Ia juga menganggap aturan tersebut membuat penyelenggaraan negara dari tingkat atas hingga tingkat bawah berjalan dengan baik.
"Agar pemilu melahirkan orang bersih dan tepercaya yang mampu mengelola indonesia dari Sabang sampai Merauke, dari level tinggi sampai bawah, yang berintegritas untuk menciptakan masyarakat adil dan sejahtera," katanya.
Pencabutan hak politik
Ray juga memandang sanksi pencabutan hak politik bisa menjadi peringatan tegas bagi para politisi untuk menjauhi praktik korupsi.
(Baca juga: KPU Tidak Perlu Mundur soal Larangan Mantan Koruptor Jadi Caleg 2019)
Menurut dia, pencabutan tersebut bisa diterapkan jika politisi terbukti melakukan tindak pidana korupsi.
"Mereka yang melakukan korupsi itu adalah menyangkut kejahatan terhadap hak publik.

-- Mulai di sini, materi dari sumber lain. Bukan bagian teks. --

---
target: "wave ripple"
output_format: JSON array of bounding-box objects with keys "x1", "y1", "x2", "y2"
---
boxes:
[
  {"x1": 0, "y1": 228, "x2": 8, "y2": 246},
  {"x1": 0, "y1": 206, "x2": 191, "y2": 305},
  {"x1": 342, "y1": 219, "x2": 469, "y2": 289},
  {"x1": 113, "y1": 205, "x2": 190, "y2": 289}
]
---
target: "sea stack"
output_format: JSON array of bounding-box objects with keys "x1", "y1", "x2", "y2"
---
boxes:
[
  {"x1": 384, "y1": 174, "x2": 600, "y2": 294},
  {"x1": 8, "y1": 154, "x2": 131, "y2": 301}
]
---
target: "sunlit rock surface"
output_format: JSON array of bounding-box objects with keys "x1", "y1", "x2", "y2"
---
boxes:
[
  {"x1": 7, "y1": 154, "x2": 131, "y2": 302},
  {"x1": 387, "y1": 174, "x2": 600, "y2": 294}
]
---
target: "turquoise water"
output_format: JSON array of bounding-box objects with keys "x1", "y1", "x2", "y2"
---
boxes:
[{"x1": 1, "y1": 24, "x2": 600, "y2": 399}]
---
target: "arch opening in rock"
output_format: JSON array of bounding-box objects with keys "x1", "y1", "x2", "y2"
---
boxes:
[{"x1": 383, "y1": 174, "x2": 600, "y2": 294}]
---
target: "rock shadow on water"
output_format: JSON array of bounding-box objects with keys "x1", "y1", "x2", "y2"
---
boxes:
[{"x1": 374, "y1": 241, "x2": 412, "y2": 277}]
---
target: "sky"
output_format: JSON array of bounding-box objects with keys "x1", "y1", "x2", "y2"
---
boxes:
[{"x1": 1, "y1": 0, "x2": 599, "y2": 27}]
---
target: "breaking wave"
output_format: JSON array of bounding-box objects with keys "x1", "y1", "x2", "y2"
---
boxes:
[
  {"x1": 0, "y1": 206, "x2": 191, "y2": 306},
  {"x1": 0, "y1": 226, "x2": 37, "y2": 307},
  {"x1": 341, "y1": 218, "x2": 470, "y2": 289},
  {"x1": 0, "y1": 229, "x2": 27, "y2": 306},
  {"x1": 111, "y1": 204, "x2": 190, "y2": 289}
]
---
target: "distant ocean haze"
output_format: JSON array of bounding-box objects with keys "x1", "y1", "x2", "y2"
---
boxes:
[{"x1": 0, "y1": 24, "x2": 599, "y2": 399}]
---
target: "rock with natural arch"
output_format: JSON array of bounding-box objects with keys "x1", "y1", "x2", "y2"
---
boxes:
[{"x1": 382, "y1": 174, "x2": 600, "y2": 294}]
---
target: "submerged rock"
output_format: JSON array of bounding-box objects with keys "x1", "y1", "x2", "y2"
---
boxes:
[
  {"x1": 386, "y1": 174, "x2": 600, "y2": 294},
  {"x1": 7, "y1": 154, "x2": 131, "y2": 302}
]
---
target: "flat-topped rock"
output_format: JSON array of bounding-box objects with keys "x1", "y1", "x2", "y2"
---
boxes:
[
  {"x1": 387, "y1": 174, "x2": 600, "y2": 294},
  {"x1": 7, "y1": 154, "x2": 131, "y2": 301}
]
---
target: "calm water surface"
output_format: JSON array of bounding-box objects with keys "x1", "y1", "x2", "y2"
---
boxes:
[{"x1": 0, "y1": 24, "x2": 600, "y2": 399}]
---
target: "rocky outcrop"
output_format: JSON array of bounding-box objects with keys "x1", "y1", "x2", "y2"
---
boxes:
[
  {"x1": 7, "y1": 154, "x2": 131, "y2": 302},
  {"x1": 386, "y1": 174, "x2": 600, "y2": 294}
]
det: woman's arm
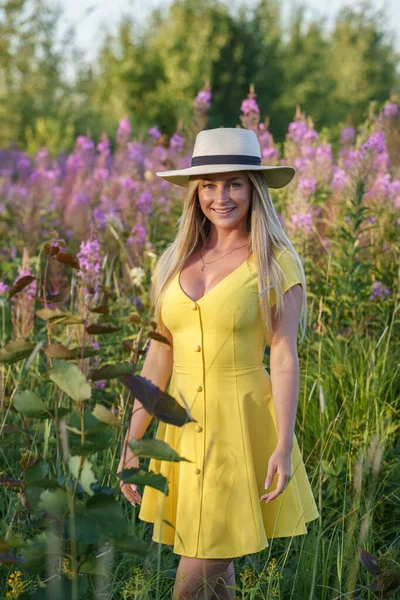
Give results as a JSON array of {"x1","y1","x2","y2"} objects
[{"x1": 269, "y1": 283, "x2": 303, "y2": 453}]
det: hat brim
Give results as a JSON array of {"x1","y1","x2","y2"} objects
[{"x1": 156, "y1": 164, "x2": 295, "y2": 189}]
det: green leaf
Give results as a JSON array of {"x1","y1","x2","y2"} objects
[
  {"x1": 119, "y1": 374, "x2": 195, "y2": 426},
  {"x1": 107, "y1": 534, "x2": 152, "y2": 557},
  {"x1": 68, "y1": 456, "x2": 97, "y2": 496},
  {"x1": 128, "y1": 438, "x2": 192, "y2": 463},
  {"x1": 36, "y1": 308, "x2": 84, "y2": 325},
  {"x1": 89, "y1": 362, "x2": 135, "y2": 381},
  {"x1": 13, "y1": 390, "x2": 46, "y2": 417},
  {"x1": 49, "y1": 360, "x2": 91, "y2": 402},
  {"x1": 0, "y1": 339, "x2": 36, "y2": 365},
  {"x1": 84, "y1": 494, "x2": 126, "y2": 537},
  {"x1": 118, "y1": 467, "x2": 169, "y2": 495},
  {"x1": 92, "y1": 403, "x2": 121, "y2": 427},
  {"x1": 24, "y1": 460, "x2": 49, "y2": 485},
  {"x1": 79, "y1": 556, "x2": 110, "y2": 577},
  {"x1": 38, "y1": 489, "x2": 69, "y2": 518}
]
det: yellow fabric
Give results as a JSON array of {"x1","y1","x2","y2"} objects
[{"x1": 138, "y1": 248, "x2": 319, "y2": 558}]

Nah, apa maksudnya? Rata-rata itu mereka menyalahgunakan kekuasaannya dalam rangka untuk korupsi," kata Ray.
Menurut dia, para mantan koruptor telah mengkhianati hak politik yang telah diberikan oleh rakyat.
Jadi, negara bisa melakukan pencabutan hak itu melalui mekanisme hukum yang berlaku.
(Baca juga: ICW Curiga Banyak Mantan Koruptor Akan Diusung Pada Pileg 2019)
Ia juga melihat, sanksi pidana belum efektif menimbulkan efek jera bagi para koruptor. Sebab, ada beberapa kasus mantan narapidana korupsi kembali terjun dalam pusaran korupsi.
"Kenyataannya, politisi ini sangat takut sekali kalau hak politiknya dicabut, jadi ada pikiran lebih baik dipenjara 5 tahun daripada hak politiknya dicabut. Dalam pikiran saya, tidak ada mantan koruptor yang betul-betul bertaubat setelah dipenjara," ujarnya.
KPU hingga saat ini tetap bertahan dengan keinginannya melarang mantan koruptor menjadi caleg 2019.